3. Use value stream mapping or another comparable technique. By using these to rework the three most critical customer-facing manufacturing processes, manufacturers often find areas where immediate cost and time gains can be made. These include moving from master production scheduling to same-day closed-loop scheduling, and relying on sales and operations to plan production together.
4. For each of the three processes, define customer-centric metrics of performance and include them in a dashboard. Create a dashboard of metrics for each process area that relies more on customer-centric measures of performance first. Measurements of product quality, on-time delivery, perfect order performance and (over time) customer upsell are the kinds of metrics that link production floor performance to financial results via the customer.
5. Take time to give people ownership of pilot programs and you’ll set them up to excel in their jobs as a result. The best pilot programs take on a life of their own because project leaders give those most affected by them a chance to shine. Redefining the three most customer-centric manufacturing processes or workflows, attaching metrics to them, and then attempting to make them a part of the company takes trust. You can build that trust by allowing the people most affected by the change a sense of ownership.
6. For each pilot program, create metrics of performance that illustrate and reward collaboration, both inside the company and across suppliers. One of the most valuable aspects of analytics is their inherent power to provide recognition and reward collaboration. Using forecasting performance as a measure of combined team performance helps, as perfect order metrics and on-time deliveries show tight integration across teams inside and outside the company.

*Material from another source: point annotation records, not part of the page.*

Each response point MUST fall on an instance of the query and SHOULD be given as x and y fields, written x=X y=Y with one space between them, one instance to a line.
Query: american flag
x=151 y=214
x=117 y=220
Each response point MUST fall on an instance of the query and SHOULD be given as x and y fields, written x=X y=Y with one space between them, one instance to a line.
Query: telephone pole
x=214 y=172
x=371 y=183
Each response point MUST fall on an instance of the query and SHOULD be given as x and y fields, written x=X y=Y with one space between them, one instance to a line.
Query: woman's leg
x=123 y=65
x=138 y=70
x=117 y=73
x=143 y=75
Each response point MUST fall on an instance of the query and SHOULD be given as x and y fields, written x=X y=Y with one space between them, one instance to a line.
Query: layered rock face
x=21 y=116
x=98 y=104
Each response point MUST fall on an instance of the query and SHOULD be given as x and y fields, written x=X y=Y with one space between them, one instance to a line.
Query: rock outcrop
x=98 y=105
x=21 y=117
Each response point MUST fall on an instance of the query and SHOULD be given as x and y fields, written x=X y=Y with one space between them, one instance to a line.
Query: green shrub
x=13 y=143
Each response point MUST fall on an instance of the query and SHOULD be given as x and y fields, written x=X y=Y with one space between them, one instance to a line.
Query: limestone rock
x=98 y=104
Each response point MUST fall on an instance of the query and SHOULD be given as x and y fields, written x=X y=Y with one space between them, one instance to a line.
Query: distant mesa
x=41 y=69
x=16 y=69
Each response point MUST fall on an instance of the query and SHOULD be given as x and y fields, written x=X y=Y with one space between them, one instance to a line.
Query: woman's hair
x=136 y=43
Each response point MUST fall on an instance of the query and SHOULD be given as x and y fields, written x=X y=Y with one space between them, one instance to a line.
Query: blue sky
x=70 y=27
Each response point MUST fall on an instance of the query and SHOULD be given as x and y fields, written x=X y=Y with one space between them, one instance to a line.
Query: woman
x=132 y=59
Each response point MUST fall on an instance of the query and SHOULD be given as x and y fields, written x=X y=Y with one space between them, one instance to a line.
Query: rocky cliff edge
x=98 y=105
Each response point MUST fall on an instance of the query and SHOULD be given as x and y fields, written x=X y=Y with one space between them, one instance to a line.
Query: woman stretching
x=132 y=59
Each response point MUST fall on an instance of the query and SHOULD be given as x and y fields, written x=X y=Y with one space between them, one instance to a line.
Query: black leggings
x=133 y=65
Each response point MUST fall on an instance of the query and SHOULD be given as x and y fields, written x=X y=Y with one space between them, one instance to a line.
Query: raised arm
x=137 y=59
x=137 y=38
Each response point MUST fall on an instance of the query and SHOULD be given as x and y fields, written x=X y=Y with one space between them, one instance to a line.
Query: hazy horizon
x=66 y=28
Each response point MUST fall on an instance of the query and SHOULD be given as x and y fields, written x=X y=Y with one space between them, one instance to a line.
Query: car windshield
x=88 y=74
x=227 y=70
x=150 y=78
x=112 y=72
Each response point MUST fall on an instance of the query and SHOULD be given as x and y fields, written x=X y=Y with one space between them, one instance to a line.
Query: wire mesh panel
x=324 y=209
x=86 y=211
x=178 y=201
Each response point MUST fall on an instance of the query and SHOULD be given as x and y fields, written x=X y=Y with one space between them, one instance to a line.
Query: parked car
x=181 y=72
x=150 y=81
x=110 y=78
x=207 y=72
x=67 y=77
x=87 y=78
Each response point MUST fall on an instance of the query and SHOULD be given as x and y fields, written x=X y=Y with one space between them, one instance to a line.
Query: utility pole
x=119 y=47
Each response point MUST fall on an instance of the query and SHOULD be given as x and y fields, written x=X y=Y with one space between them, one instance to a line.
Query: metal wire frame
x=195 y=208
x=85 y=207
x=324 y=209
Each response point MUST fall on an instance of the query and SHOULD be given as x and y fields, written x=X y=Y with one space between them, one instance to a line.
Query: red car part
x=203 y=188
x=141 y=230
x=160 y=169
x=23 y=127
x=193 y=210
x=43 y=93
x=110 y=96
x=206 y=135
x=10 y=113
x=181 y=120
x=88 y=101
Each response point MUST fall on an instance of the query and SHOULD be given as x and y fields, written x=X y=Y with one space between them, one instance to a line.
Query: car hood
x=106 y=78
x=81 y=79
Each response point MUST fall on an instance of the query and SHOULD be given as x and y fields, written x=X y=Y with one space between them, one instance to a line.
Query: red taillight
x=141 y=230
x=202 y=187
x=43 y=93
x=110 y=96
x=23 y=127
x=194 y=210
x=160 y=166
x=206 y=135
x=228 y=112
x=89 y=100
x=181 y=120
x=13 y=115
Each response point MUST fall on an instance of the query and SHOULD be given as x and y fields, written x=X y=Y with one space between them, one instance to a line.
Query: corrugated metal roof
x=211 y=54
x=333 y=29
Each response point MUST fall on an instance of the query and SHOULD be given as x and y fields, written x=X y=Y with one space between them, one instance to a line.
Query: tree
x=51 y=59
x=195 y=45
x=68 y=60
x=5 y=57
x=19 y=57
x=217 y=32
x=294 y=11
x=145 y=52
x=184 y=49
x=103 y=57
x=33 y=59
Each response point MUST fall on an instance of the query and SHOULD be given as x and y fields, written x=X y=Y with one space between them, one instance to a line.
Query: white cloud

7. Evaluate the performance of all three customer-driven manufacturing processes and choose which one to implement company-wide. Using analytics to benchmark the performance of each process, manufacturers learn more about how they can improve from the customer’s standpoint than ever before. Through analysis, the one customer-facing manufacturing process with the greatest potential gains often becomes clear.
8. Use the data from pilots to promote and get the company behind the use of analytics to drive greater performance. One of the best CEOs to do this is a retired U.S. Marines general who launched three pilot programs in an effort to better integrate his company’s CRM system into manufacturing. After the pilot programs were completed, he shared all information as well as how the dashboard changed the way he worked. There was record adoption of the new analytics after he showed how he’d been able to do his job better and encouraged everyone to do the same.
9. Engraining a customer performance-driven mindset begins with stable, accurate analytics that tie plant floor performance to financial results via the customer. It is impressive to see how much accountability and customer responsiveness can change a company. One manufacturer of electronic components went from relying purely on inventory, costs, and other internal measures of performance and nearly lost their customer base. Only when the analytics of customer performance where shown plant-wide — on bulletin boards, Intranet sites and other ways across the company — did performance improve. Teams started working together and everyone focused on making their collective performance better when it was so visible.
10. As your customers’ businesses change, analytics for measuring performance will also need to change and stay in step with them. Analytics need to shift over time and stay consistent with customers’ needs and requirements. Devising entirely new analytics measurements or metrics will help keep your manufacturing operations aligned with current and future needs of customers over time.
Bottom line: Extending analytics past the shop floor and up to the top floor galvanizes manufacturing systems, strategies and processes, creating an agile business at the same time.